The government of India has also been mulling over invoking the compulsory licensing section of the Patent Act to ensure equitable distribution of the drug. These are steps in the right direction but do little to deter black marketing and hoarding, resulting in sky-rocketing prices. Also, when demand, coupled with panic, keeps rising sharply, boosting manufacturing is never going to be sufficient. While we continue to increase quantity, we need to take a relook at quality assurance as well. But in a pandemic, with manufacturers and the healthcare system being overworked, we are left with little or no time to look at the supply chain leaks.
“ Counterfeit medicines and medical equipment is not a new menace. However, the once-in-a-century pandemic has caused further disruptions to the complex and fragile supply chains. While addressing the issue of fake Remdesivir and other COVID 19 medicines approved for emergency use, we need to keep in mind that:
- An unimaginable rise in demand and the importance of timely administration of the drugs in a pandemic scenario is a breeding ground for counterfeit goods.

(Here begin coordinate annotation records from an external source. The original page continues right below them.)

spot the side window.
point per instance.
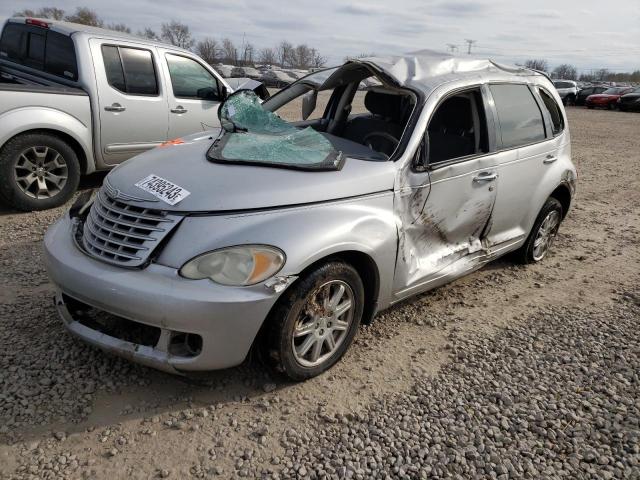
(557, 121)
(458, 128)
(130, 70)
(60, 56)
(113, 67)
(35, 50)
(191, 80)
(12, 42)
(519, 115)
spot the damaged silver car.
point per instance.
(282, 235)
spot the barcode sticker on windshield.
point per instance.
(165, 190)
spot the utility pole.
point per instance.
(469, 44)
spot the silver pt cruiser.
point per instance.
(398, 175)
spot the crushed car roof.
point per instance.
(426, 69)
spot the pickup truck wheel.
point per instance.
(315, 321)
(543, 232)
(37, 171)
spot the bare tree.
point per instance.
(85, 16)
(119, 27)
(317, 60)
(229, 51)
(285, 54)
(177, 34)
(537, 64)
(45, 12)
(565, 71)
(209, 50)
(267, 56)
(148, 33)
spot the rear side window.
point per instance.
(557, 122)
(519, 115)
(190, 79)
(130, 70)
(39, 48)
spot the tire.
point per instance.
(528, 252)
(299, 309)
(55, 161)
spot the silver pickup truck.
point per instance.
(77, 99)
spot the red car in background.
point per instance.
(608, 98)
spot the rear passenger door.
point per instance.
(194, 94)
(132, 109)
(532, 140)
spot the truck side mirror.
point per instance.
(421, 158)
(309, 103)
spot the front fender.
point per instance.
(306, 234)
(21, 120)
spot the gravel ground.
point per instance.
(510, 372)
(557, 396)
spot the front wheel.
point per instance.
(37, 171)
(315, 322)
(543, 232)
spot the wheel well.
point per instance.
(563, 195)
(73, 143)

- Manufacturers are expanding their networks to increase production and supply. New networks could mean an increase in loopholes in the supply chain as workflow patterns change.
- India has the most stringent regulations for pharmaceutical exports. But in the domestic market, serializations, track and trace using overt and covert markers, RFIDS, and other methods to check counterfeit has been broadly suggestive.
- Since Remdesivir has been repurposed for use in COVID patients, the research on the medicine is still exploratory. So it is perhaps difficult to understand whether anomalies are due to a fake or spurious drug or uncommon side effects.
So how can we stop fakes, especially when lives are at stake? The good news is that people are already more vigilant about fake Remdesivir making rounds in the market. To add to that, manufacturers like Cipla had started a dedicated helpline number for emergency cases so that customers can procure the product directly from the company or trusted sources. Additionally, Twitter is filled with tips and tricks to identify physical differences in the packaging of fake and genuine Remdesivir and other COVID medicines. Often counterfeit products do not carry the Rx symbol and have common spelling or capitalization errors.
“However, beyond physical identifiers, we must harness anti counterfeit technology to secure the supply chain so that fake products do not make it to the end-users. Integrating machine learning and computer visioning with anti-counterfeit technology like serialization, blockchain, track and trace, can remove counterfeits from the supply chain. The technology is user-friendly and integrates with packaging,” says Vikas, who has been helping pharmacies across the nation to secure their products from counterfeit. He further believes that tamper-proof packaging is a must for essential drugs like Remdesivir. Every year, we lose 70,000 people to fake malaria and tuberculosis drugs alone. But lives lost due to counterfeit medicines get buried and lost in statistics.
“Human greed is an endless abyss. People who profit from the suffering of fellow human beings are perhaps beyond redemption. Although we cannot change people, we can change the situation that aids such people. There cannot be a better time for incorporating anti-counterfeit technology in their packaging and distribution for pharmacies in India. Now is the time to vow that we will not lose a single life due to fake medicines”, concludes Vikas.